Konsep pembangunan ekonomi yang rakus terhadap sumberdaya alam sebenarnya tidak dikenal dalam sejarah peradaban Sumsel. Berbagai bencana lingkungan adalah sebuah akibat dari pola pemanfaatan sumberdaya alam yang tidak selaras dengan nilai-nilai leluhur kita.

Kita perlu bersama-sama menghembuskan nafas-nafas kebudayaan dalam pengelolaan sumberdaya alam kita. Kita perlu menghidupkan kembali nilai-nilai pelestarianalam secara terpadu dan utuh, tidak terpecah-pecah, namun dalam satu kesatuan prinsip pengelolaan yang menghargai eksistensi semua makhluk dan menuntun jalankebahagian.

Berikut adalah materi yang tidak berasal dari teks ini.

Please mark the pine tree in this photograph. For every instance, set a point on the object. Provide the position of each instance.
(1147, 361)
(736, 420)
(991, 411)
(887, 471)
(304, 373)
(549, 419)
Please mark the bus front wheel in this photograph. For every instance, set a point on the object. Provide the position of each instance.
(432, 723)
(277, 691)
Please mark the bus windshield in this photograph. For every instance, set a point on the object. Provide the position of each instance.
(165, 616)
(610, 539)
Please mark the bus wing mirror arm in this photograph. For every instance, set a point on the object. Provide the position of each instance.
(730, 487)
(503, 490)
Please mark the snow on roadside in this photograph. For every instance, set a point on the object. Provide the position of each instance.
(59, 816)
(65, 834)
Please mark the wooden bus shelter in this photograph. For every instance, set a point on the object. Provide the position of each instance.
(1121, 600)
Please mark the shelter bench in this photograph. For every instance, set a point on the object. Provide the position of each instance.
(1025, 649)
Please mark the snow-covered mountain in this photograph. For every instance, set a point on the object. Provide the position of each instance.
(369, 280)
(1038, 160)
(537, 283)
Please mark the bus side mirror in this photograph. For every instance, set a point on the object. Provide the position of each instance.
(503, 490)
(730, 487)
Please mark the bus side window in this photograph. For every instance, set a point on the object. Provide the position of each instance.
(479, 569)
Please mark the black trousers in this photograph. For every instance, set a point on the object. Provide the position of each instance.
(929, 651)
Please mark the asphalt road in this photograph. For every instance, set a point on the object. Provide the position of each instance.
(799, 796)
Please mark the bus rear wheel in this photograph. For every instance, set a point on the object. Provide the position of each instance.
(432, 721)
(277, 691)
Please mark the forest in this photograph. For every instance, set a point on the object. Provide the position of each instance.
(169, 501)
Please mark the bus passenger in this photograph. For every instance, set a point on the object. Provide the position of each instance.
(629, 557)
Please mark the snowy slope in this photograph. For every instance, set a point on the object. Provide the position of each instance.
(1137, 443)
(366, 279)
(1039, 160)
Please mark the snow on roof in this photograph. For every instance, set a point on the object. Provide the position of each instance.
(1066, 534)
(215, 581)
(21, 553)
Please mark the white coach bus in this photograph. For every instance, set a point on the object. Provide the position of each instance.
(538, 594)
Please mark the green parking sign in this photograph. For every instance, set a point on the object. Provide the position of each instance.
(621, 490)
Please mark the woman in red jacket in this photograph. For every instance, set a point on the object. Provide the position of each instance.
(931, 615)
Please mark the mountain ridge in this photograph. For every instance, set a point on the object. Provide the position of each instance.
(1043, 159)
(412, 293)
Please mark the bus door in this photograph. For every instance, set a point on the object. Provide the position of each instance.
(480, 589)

Dalam hal itu kita perlu wadah, perlu banyak diskusi, untuk mempelajari dan menyebarluaskan nilai-nilai kebudayaan lama Sumsel dan menjadikannya panduan untuk menjawab tantangan pengelolaan lingkungan hidup pada saat ini.

Agenda ini melampaui kepentingan sektor, kepentingan politik, kepentingan proyek karena merupakan bagian dari pemajuan kebudayaan Sumsel.

Upaya untuk melakukan revitalisasi bagi pencarian terus menerus bagaimana kemajuan manusia-manusia Sumsel seutuhnya, sebuah proses untuk memperkokoh nilai dan budaya yang penjadi panduan hidup bersama, lebih jauh merupakan bagian dari proses terus menumbuhkan kekuatan nation-state kita, kebangsaan kita, ke-Indonesiaan kita.

Kita harus bangga dan bersyukur, bahwa para leluhur pendahulu kita telah menanamkan “deposito” dalam bentuk nilai-nilai yang agung dan bersemayam dalam sejarah dan alam pikir kita sebagai warga bangsa. Namun tanpa adanya pemaknaan, pembelajaran dan penguatan kembali nilai-nilai tersebut atau dengan kata lain tanpa “reinvestasi”, maka deposito tersebut semakin lama akan tergerus habis dalam perkembangan jaman.

Untuk itu saya mengajak kita bersama untuk merefleksikan pentingnya pemajuan nilai-nilai budaya ini untuk generasi saat ini dan masa yang akan datang.

Kita harus optimis! Dengan niat yang baik dan upaya yang sungguh-sungguh, kita akan bersama merangkai kembali nilai-nilai kebudayaan dalam pengelolaan lingkungan hidup di Sumsel.

Marilah kita bersama-sama mengumpulkan yang terserak, menyelamatkan yang tersisa.

Prof. Dr. Damayanti Buchori, M.Sc, Guru Besar IPB/Direktur Proyek KELOLA Sendang; tulisan ini diadaptasi dari materi yang disampaikan oleh penulis dalam Talang Tuwo Urban Street Theatre oleh Teater Potlot di Jalan Jenderal Sudirman Palembang (23 Maret 2019).